Rapper Replacement Program Part 1

You should really be getting more enjoyment out of your music. Why waste time listening to overrated, undertalented rappers just because they’re the ones who get all the attention from the radio stations, blogs and magazines? So for you, my readers, I’m going to call out rappers who are lacking and name some rappers who can easily and enjoyably slot into your music rotation so you can get the most out of your listening sessions. First up:

Replace Rick Ross …

Putting aside the fact that he’s a phony (and he really is one – how is the world making a former prison guard famous for rapping like he rode around in cigarette boats with Manuel Noriega?), he’s not a very good rapper. He’s got simplistic, unimaginative flows, average-at-best rhymes and very little in the way of storytelling ability. Not to mention his voice sounds like a dog barking “Jingle Bells.”

… with Raekwon

Really, if you want to listen to a husky dude who can list luxury brands and talk about how great it is to fly around in private jets and drive fancy cars, there are plenty of options. Rick Ross hasn’t cornered the market on anything, except he IS so fat he at least gives rappers a nice code word for when their wallet is too full of money (my pocket on Rick Ross, etc.). Raekwon has been around a long time and he can give you everything Rick Ross gives you PLUS much better rhymes, much better stories and plenty of guest spots from great rappers such as Ghostface Killah. Unless you’re really that into Meek Mill.

Replace Wiz Khalifa …

BLACK AND YELLOW BLACK AND YELLOW BLACK AND YELLOW … how is it this guy’s most annoying song is the one that made him famous? How many people really clicked play on that mp3 and said “this dude braying like a donkey about the Pittsburgh Steelers and smoking marijuana really knows how to flow?”

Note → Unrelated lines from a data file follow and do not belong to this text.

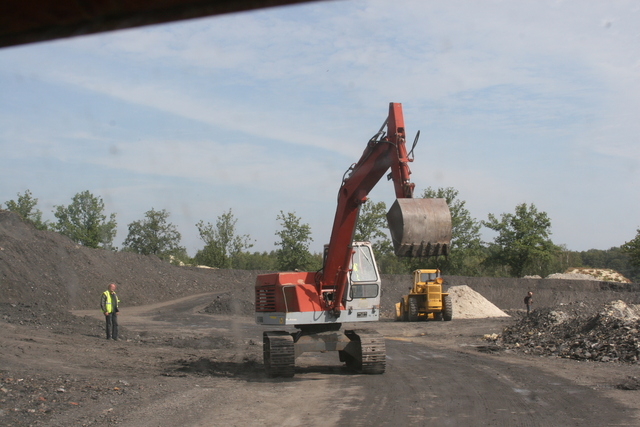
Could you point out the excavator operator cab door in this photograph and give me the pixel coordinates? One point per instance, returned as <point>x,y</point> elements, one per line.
<point>362,297</point>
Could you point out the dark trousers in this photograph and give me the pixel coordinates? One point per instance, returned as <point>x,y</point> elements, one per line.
<point>112,326</point>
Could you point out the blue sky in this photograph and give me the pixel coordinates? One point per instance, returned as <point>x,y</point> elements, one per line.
<point>262,112</point>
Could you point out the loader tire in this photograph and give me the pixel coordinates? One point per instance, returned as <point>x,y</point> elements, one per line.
<point>403,312</point>
<point>371,354</point>
<point>278,353</point>
<point>413,309</point>
<point>447,308</point>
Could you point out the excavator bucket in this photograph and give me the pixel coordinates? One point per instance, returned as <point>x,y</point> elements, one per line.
<point>420,227</point>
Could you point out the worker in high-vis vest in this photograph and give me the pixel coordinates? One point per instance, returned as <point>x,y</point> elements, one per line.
<point>109,306</point>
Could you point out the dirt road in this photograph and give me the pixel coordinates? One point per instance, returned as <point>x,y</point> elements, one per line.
<point>178,366</point>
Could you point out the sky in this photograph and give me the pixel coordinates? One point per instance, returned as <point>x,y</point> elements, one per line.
<point>262,112</point>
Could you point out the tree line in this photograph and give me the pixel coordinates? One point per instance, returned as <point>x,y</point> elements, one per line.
<point>522,244</point>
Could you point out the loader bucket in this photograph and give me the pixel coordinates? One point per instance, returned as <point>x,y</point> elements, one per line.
<point>420,227</point>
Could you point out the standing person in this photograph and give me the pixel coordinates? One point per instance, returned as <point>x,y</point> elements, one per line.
<point>528,300</point>
<point>109,305</point>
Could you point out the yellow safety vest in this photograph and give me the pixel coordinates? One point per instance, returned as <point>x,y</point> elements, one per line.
<point>108,304</point>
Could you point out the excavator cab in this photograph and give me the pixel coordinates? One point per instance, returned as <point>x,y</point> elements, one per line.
<point>420,227</point>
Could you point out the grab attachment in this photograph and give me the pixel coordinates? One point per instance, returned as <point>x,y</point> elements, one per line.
<point>420,227</point>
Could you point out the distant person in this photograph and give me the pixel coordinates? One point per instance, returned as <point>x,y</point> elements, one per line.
<point>528,300</point>
<point>109,305</point>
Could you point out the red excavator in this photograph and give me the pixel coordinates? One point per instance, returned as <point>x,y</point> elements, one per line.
<point>347,288</point>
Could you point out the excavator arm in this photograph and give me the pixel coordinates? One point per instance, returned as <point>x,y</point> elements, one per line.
<point>382,152</point>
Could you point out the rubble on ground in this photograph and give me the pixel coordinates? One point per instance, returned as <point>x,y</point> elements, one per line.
<point>228,304</point>
<point>587,273</point>
<point>575,331</point>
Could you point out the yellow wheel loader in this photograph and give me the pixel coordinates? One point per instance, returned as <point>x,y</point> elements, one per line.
<point>425,301</point>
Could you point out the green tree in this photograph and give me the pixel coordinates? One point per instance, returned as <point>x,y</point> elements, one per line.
<point>84,222</point>
<point>632,249</point>
<point>24,207</point>
<point>372,221</point>
<point>222,243</point>
<point>295,238</point>
<point>256,261</point>
<point>465,254</point>
<point>153,235</point>
<point>522,244</point>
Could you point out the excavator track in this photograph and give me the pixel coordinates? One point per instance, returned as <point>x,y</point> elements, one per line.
<point>372,357</point>
<point>278,353</point>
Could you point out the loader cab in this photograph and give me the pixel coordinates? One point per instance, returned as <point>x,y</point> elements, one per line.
<point>425,276</point>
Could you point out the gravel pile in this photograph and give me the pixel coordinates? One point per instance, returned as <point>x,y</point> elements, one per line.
<point>469,304</point>
<point>575,331</point>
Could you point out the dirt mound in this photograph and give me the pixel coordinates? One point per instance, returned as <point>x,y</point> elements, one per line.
<point>469,304</point>
<point>576,331</point>
<point>43,269</point>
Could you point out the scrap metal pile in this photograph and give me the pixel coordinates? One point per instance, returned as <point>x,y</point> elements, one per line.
<point>608,334</point>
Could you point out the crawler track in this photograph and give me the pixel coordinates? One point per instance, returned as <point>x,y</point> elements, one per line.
<point>278,353</point>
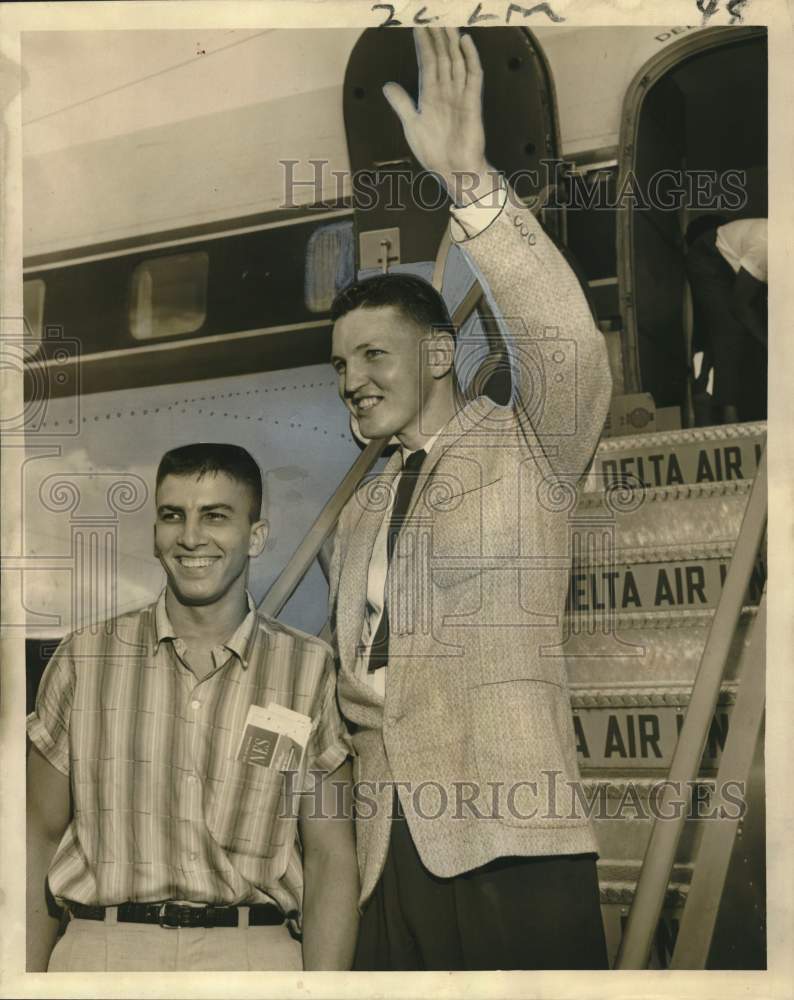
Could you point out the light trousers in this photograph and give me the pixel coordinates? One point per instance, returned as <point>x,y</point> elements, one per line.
<point>108,946</point>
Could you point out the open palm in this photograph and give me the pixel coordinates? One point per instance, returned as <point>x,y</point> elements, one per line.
<point>445,130</point>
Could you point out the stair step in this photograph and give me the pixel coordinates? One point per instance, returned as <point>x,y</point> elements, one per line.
<point>694,455</point>
<point>645,647</point>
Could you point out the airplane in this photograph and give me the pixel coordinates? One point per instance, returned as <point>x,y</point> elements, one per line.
<point>188,217</point>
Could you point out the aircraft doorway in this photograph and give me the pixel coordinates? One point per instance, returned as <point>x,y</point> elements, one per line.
<point>693,142</point>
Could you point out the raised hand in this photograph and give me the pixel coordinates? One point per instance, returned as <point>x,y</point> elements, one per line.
<point>445,130</point>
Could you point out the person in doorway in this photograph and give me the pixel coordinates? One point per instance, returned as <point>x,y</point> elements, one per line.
<point>726,263</point>
<point>448,580</point>
<point>177,851</point>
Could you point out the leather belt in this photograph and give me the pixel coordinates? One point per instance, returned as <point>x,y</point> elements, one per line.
<point>173,915</point>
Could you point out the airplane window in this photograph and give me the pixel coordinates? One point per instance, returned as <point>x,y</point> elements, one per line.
<point>169,296</point>
<point>330,264</point>
<point>33,307</point>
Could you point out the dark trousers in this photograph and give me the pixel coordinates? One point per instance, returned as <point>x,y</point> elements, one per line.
<point>514,913</point>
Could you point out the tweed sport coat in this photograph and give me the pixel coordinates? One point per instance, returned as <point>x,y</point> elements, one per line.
<point>476,706</point>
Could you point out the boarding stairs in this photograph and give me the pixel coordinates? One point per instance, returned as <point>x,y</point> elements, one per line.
<point>653,533</point>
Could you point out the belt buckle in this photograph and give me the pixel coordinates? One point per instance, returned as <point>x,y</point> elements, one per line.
<point>162,916</point>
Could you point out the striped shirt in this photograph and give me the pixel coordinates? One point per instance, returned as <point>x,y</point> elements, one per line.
<point>162,810</point>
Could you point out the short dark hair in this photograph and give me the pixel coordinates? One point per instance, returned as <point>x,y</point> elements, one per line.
<point>416,298</point>
<point>702,224</point>
<point>205,457</point>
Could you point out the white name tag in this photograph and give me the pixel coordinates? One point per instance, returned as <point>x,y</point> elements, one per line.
<point>274,737</point>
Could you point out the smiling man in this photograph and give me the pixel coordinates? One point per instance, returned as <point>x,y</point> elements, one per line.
<point>448,580</point>
<point>167,844</point>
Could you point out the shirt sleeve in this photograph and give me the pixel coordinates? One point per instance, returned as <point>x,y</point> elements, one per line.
<point>329,744</point>
<point>475,218</point>
<point>48,723</point>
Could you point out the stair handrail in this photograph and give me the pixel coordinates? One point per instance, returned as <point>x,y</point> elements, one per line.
<point>660,853</point>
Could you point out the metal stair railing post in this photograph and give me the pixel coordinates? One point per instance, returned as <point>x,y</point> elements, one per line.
<point>306,552</point>
<point>696,930</point>
<point>662,845</point>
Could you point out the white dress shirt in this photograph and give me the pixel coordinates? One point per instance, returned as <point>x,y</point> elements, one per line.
<point>465,224</point>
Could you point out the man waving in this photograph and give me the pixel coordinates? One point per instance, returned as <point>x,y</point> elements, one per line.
<point>449,575</point>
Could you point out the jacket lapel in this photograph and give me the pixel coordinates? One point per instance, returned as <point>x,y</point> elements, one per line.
<point>352,600</point>
<point>472,414</point>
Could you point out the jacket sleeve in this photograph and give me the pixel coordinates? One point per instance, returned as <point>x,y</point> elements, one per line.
<point>561,379</point>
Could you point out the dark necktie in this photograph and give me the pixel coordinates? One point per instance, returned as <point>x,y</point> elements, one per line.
<point>379,651</point>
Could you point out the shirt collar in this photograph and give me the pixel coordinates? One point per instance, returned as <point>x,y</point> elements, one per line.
<point>407,452</point>
<point>237,643</point>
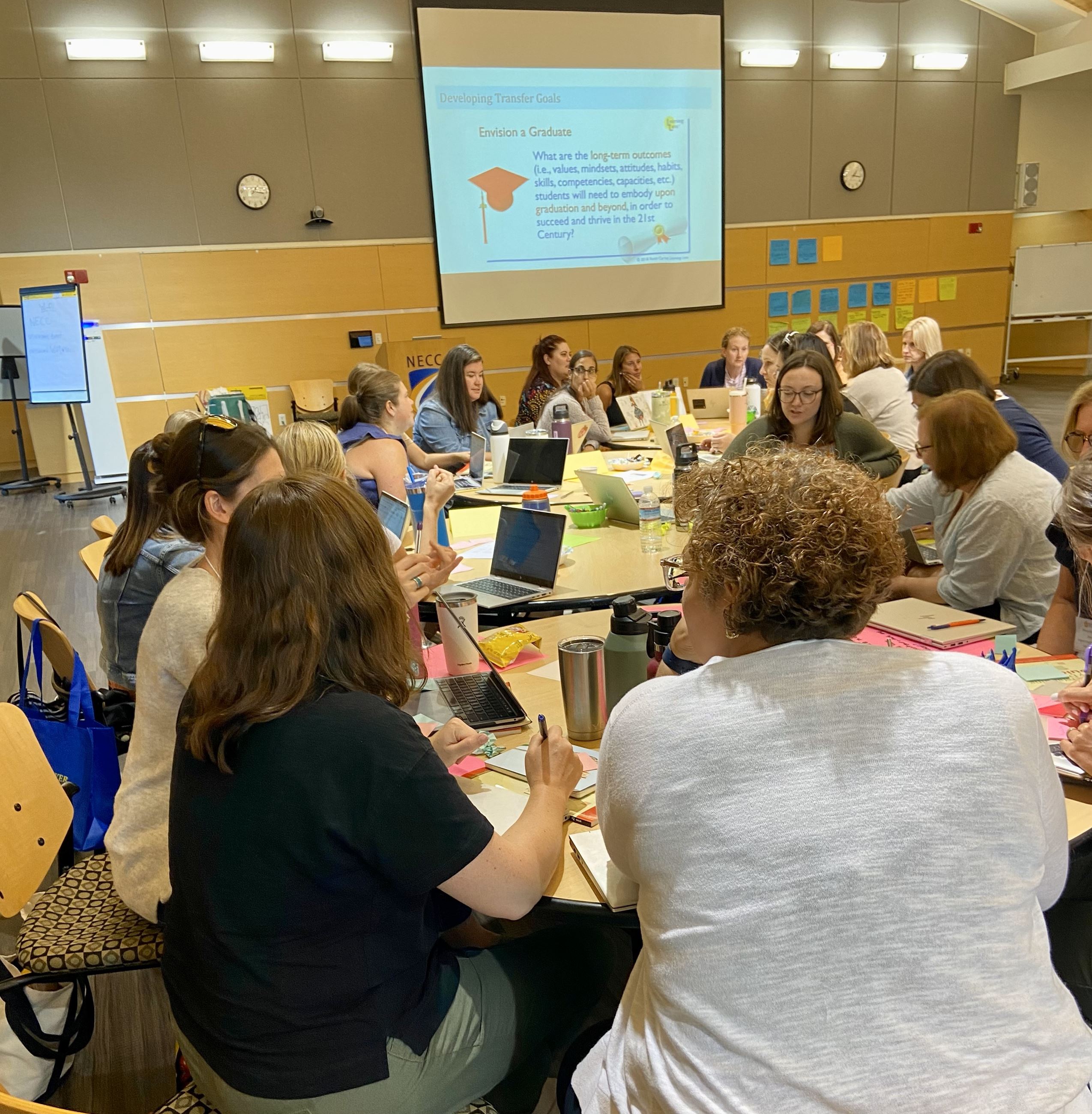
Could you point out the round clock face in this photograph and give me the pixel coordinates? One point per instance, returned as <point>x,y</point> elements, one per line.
<point>853,175</point>
<point>253,191</point>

And then he doesn’t even give listeners the most useful information he could offer, which is what it’s like to have sex with Amber Rose. Seriously, don’t even Google search that name at work. He’s not the worst rapper I’ve ever heard, but it’s clear he’s gotten more than a little lucky with both his fame and his dame.

… with Curren$y

Again, if you want to listen to rap about how great weed is, you have plenty of options. Nobody really has that subject matter locked up. But if you’re going to listen to someone talk about such a relaxing drug, why would you want to listen to someone with such a loud, monotonous, grating voice? Curren$y has the appropriate voice, flow and demeanor for a nouveau riche weed addict. And he’s better at rhyming and telling stories than Wiz. As an added plus, if you can’t kick Wiz completely out of your life just yet, Curren$y and Wiz feature together on a lot of tracks. So you can hear direct evidence of how superior Curren$y is at his art and at the same time start to realize that Wiz may just be a donkey someone taught to rap. Donkey anatomy may also explain why Amber Rose likes him.

Replace Drake …

Drake is an easy target. So much of the Internet hip hop intelligentsia (such as it is) derides him for his clothes, his “hey guys, I’m cool too” demeanor, his soft r&b sound, his “singing,” his past as a teenage TV actor. But there’s no question he fills a niche: He’s the rap your girlfriend who doesn’t like rap will listen to. He’s the rapper who’s sitting at a table looking forlorn on his album cover instead of snarling or gripping a chain or a gun or objectifying a woman. And I’ll admit it: He has some very catchy stuff. But most of his music is pretty forgettable. Most of his actual rapping is, shall we say, underwhelming. He’s decent but he’s another guy I can’t help but feel is overly famous, overly lauded despite his shortcomings.

… with Ryan Leslie

If you want catchy, r&b-laden music that still has hip-hop sensibilities and, most importantly, will keep the ladies happy, why not go with self-made musical impresario Ryan Leslie? He’s a one-man hitmaker, creating beats, playing instruments and singing/rapping over his own tracks. True, his rapping is also, shall we say, underwhelming, but he can actually sing, unlike Drake. And if you’re going to listen to a guy who sings and raps, why would you pick a guy who can’t do either well over a guy who can at least do one of those things well? Listen to “Diamond Girl” and tell me it isn’t a better song than Drake’s “Best I Ever Had.” You can’t, unless you’ve got no taste.